Mais ces dispositifs ne peuvent être mis en œuvre sans tenir compte des dysfonctionnements et conséquences négatives probables, notamment les effets rebonds (tenant à la capacité d’adaptation de citoyens voyageurs et entreprises « agiles ») et les discriminations sociales dont certaines catégories de populations sont susceptibles d’être les victimes. Les incitations au basculement vers des véhicules propres comme les solutions de travail à distance risquent de laisser sur le carreau les franges les plus fragiles de la population.

Or, face à ces évolutions sociétales, il n’est pas certain que la puissance publique soit en mesure de faire preuve de réactivité suffisante. Si les référentiels liés à l’économie du partage semblent bien acquis par les jeunes générations, se pose encore la question de la collecte des données et leur libération. La légitimité de la mairie de Paris à se poser en garant et arbitre des flux de données est encore discutée. De plus, la culture administrative peine à intégrer les outils numériques et à dépasser des logiques purement descendantes propres aux modalités traditionnelles de conception de l’action publique.

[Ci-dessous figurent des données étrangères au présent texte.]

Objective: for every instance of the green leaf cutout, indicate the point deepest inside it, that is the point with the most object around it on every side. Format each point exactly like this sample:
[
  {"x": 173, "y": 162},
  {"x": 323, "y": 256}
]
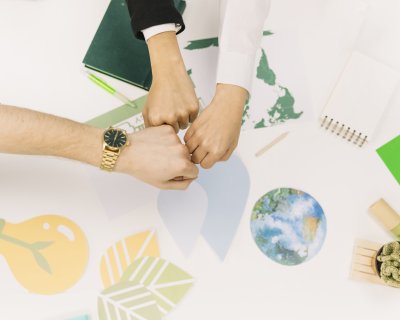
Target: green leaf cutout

La lenteur et la proximité paraissent, en parallèle, nécessaires à intégrer dans des stratégies ambitieuses de mobilité durable. Mais ces thématiques sont au cœur des antagonismes des politiques de transport en région parisienne, à commencer par les projets de gares du Grand Paris, qui ne laissent que peu de place aux piétons. Les limites de l’hypertechnicité se posent à la ville de Paris, et plus largement à la puissance publique, qui doit aujourd’hui, impérativement, clarifier ses objectifs afin de :

‐ construire son intervention en matière de mobilité dans l’objectif de repenser le partage de l’espace public, ‐ s’adapter aux attentes des usagers en conservant à l’esprit le caractère fortement discriminant de certaines

approches de la conduite du changement, ‐ adopter une position bienveillante à l’égard de l’open data, des outils numériques et du crowdsourcing, tout en

tenant compte des effets pervers du tout numérique et de l’échange des données.

Il s’agit alors, aujourd’hui, moins de penser le degré avec lequel les parisiens seront soumis à diverses contraintes mais plutôt comment ces contraintes seront supportées par chaque catégorie d’usager et quels leviers l’action publique doit mobiliser pour faciliter leur acceptation et en moduler les effets.